Episodi da ricordare, ma, soprattutto, su cui riflettere, per cercare di leggere il futuro prossimo, in cui quella congiuntura astrale è nuovamente destinata ad appalesassi. Allo stato attuale, sono soprattutto le elezioni americane a preoccupare. Troppo diversi i possibili candidati. L’attuale presidente, Joe Biden, in attesa di riconferma, il 20 gennaio del 2025, data del suo eventuale insediamento, avrà 78 anni e 61 giorni. Sarà il più vecchio presidente della storia americana. Il suo probabile avversario, Donald Trump di anni ne avrà 74 e 220 giorni. Comunque vada a finire, quella della Casa Bianca sarà una corsa per vecchi. Se il candidato repubblicano dovesse essere un altro, la differenza d’età sarebbe anche maggiore.

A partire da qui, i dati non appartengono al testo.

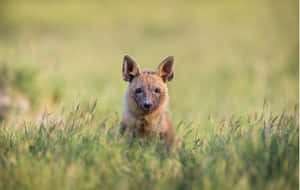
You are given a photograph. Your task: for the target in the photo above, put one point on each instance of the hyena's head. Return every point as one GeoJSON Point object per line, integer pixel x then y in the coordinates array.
{"type": "Point", "coordinates": [147, 90]}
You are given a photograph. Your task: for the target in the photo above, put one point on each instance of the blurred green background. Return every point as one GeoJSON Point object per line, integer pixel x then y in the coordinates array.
{"type": "Point", "coordinates": [230, 56]}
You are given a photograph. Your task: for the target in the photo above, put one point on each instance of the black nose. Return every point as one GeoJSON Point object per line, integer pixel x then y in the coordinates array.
{"type": "Point", "coordinates": [147, 105]}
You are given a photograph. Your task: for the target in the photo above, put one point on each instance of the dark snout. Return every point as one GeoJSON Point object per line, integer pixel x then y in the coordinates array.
{"type": "Point", "coordinates": [147, 105]}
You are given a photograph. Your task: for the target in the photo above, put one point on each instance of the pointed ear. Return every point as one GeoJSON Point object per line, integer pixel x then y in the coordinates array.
{"type": "Point", "coordinates": [166, 69]}
{"type": "Point", "coordinates": [129, 69]}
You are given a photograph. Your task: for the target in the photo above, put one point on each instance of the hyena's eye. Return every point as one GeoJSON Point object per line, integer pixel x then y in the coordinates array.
{"type": "Point", "coordinates": [138, 90]}
{"type": "Point", "coordinates": [157, 90]}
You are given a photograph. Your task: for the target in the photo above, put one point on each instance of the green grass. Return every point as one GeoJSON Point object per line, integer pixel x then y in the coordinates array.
{"type": "Point", "coordinates": [232, 99]}
{"type": "Point", "coordinates": [255, 151]}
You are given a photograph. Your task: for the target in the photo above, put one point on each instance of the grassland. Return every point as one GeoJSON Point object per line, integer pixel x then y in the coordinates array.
{"type": "Point", "coordinates": [234, 99]}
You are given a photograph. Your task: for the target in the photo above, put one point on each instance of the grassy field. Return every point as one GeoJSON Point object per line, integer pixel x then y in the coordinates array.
{"type": "Point", "coordinates": [234, 98]}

Come reagiranno le forze politiche italiane di fronte a questo scenario? Specie all’interno del centrodestra, non vi sarà qualcuno voglioso di scommettere, nella speranza di modificare, a proprio vantaggio, gli equilibri all’interno della coalizione? Se vorrà giocare questa partita, dovrà agire prima, come avviene in borsa: acquistare o vendere quando gli altri sono ancora fermi, per anticipare il movimento del mercato. Il risultato, comunque vada, sarà una crescita delle fibrillazioni, non certo il prevalere di una logica di coalizione. Tanto più se si guarda agli equilibri europei, in cui tutti i partiti oggi al potere – dai macroniani ai socialdemocratici tedeschi – sono in difficoltà. Insidiati sia a destra che a sinistra. Che a loro volta offrono la sponda per ardite sperimentazioni.

Del resto le prime avvisaglie, come nelle elezioni spagnole, vi sono già state. Le grandi forze tradizionali hanno perso terreno a causa di una crescente frammentazione del corpo elettorale. In cui strati di elettori sempre più numerosi, si rivolgono altrove, rendendo incerto il risultato finale e faticosa la costruzione di una successiva linea di governo. Azzardare previsioni su quel che sarà, è sempre difficile. Soprattutto rischioso. Ma se si deve proprio scommettere, considerando tutte le variabili in gioco (non ultima la guerra in Ucraina e la crisi economica) è difficile fare esercizio di ottimismo. Le previsioni meteorologiche lasciano presagire una tempesta perfetta. Poi, forse, non ci sarà. Ma, nel frattempo, procuriamoci un ombrello.